目から鱗の尺八上達術 −あなたの努力は報われていますか?−

【第18回】読者の質問に答える−@ 2011年6月(293)号

 今回は編集部に寄せられた質問にお答えします。

尺八に適したマイク

【Q】私は学校、文化ホールほかいろいろなところで尺八を演奏しますが、どこにマイクを置いて吹けばよく音を拾ってくれるのか、いつも気になります。また、マイクの種類、性能のよいヘッドセットマイクがあれば教えて下さい。(群馬・AI)

【A】尺八は指孔と歌口から音が出ています。指孔は沢山あるので、一つしかない歌口にマイクを向けます。
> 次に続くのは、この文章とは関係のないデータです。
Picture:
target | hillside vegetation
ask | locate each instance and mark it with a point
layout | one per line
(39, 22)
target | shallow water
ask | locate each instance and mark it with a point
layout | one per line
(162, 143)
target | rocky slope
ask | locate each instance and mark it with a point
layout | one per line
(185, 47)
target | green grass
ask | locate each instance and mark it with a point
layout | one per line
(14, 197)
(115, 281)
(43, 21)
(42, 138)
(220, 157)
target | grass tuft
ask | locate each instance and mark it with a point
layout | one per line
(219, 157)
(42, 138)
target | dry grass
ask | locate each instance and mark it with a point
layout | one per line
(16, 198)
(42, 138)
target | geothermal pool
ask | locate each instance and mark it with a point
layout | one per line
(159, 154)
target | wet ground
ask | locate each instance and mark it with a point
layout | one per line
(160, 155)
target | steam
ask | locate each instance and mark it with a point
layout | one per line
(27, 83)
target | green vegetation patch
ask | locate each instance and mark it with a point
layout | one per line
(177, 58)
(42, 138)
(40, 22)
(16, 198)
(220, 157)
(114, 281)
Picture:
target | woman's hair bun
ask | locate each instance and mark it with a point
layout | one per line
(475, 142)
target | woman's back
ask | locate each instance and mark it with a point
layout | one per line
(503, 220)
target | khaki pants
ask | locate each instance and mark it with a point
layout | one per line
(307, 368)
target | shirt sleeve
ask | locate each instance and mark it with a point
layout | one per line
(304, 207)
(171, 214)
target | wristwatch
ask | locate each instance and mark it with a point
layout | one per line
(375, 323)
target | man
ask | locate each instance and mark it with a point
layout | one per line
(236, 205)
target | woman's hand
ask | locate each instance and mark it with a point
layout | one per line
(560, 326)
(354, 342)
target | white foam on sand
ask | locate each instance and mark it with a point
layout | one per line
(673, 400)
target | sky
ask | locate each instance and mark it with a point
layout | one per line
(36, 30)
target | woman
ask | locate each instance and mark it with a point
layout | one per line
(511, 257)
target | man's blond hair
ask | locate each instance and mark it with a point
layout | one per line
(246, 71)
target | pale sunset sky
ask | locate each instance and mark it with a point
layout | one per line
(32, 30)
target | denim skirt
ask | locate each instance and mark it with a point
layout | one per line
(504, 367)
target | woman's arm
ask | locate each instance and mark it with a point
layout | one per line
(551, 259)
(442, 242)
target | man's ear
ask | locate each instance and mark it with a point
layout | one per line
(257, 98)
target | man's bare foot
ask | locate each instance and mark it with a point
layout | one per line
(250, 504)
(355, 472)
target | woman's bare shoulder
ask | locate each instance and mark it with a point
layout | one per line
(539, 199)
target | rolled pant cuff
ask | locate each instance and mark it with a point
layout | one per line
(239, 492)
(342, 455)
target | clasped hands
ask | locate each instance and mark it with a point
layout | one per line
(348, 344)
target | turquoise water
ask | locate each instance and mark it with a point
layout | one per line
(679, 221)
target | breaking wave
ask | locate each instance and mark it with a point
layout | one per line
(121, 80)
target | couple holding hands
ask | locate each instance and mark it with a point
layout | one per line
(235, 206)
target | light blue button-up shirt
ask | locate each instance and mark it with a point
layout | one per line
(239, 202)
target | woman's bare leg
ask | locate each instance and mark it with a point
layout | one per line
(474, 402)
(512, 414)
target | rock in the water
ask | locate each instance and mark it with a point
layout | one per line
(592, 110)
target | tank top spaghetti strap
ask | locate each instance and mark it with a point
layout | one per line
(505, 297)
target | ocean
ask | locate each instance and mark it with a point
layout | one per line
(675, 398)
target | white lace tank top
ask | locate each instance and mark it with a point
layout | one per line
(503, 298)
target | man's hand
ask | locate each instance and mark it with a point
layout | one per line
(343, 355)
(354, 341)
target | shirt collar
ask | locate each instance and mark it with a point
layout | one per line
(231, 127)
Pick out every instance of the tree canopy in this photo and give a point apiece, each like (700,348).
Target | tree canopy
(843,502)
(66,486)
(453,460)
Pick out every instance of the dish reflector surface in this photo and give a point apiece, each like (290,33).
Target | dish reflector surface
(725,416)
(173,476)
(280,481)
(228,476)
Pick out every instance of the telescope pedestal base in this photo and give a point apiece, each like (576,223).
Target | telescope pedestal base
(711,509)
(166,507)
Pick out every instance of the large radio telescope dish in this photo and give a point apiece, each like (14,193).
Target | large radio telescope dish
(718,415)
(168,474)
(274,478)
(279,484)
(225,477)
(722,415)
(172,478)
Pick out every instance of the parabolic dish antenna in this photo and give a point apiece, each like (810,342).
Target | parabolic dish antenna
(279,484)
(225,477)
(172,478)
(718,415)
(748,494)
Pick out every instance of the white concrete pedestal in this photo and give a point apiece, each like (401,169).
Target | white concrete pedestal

PA(音響拡声)の場合、歌口とマイクの距離は近い方が何かと有利ですが、近いとほんの少しの距離の違いで音の大きさが違ってしまいます。スタンドマイクの場合、距離を一定にしておこうと思うと、頭を動かすことが出来ず疲れます(腰が痛くなります)。
 ヘッドセットが一般的ですが、私は尺八にマイクを取り付けます(交換できます)。
 利点はまず、尺八ごとに音量や音質の調整が出来ること。第2に、小さなライブなどでは自分でPAをすることもあり、通常尺八にはリバーブなどをかけているので、トークの度にリバーブを切る煩わしさを無くすことが出来ます。
 私が使っているマイクは、カントリーマンEISOMAX2C(写真@)です。ヘッドセットなら、AKG/C520(写真A)などが良いのではないでしょうか。ちなみに、ライブ風景写真の後ろに見える煙突のような物はPAスピーカーで、軽くて音も良く、とても便利です(写真B)。

本番であがらない方法

【Q】私は尺八歴7年ですが、演奏会になると、口の中がカラカラに渇いてしまい、段々と息苦しくなって音も雑音が増えてしまいます。これはなにがいけないのでしょうか。のどがカラカラになった時、少しでもそれを回復させる方法を、また、日頃の稽古で注意すべき点、乗り越えるヒントがあれば教えてください。(東京・YK)

【Q】 緊張すると誰でも口の中が乾きますよね。緊張しない方法を見つけましょう。遠TONE音の演奏はやりなれているので、ほとんど緊張しなくなりました。でも、ゲストでぽつんと一人でいるときには「大丈夫かな?」と心配になり、今でも緊張します。
 そんなときは走ります。運動で一旦心臓をドキドキさせると、あがってドキドキしているのも一緒におさまってきます。ちょっと汗ばむまで運動することはおすすめです。
 本番の日は早めに会場に行って、ステージのセッティングの邪魔にならない程度に本番を行うところ、つまりステージで音を出しましょう。広い空間で音を出すという感覚をつかんでおきます。調子が悪いと思ったら、焦らずに軽い運動で身体を汗ばむ程度に温めてからもう一度やってみましょう。意外と良く鳴ります。
 のどの渇きはすっぱめの飲み物などを口に含んでおくと、唾液の分泌をよくしてカラカラになるのを抑えてくれます。
 日頃の練習では、音の出るチューナーがあれば、何か基準になる音(8寸ならDとかG、Aなど)を出しながら、それとハモりながら練習すると良いですね。チューナーを目で見て練習するより効果的です。ちゃんとピッチが合っているときの鳴り方を把握しておくことも、本番であがらなくなる重要な要素です。
 一人で練習していると、鳴らしやすい勝手なピッチで練習することになります。本番で急に正しいピッチを強要され、鳴らなくなるという人をよく見かけます。そういう意味ではカラオケを使った練習が出来ると良いのですが、邦楽にももっとカラオケがあったらいいですね。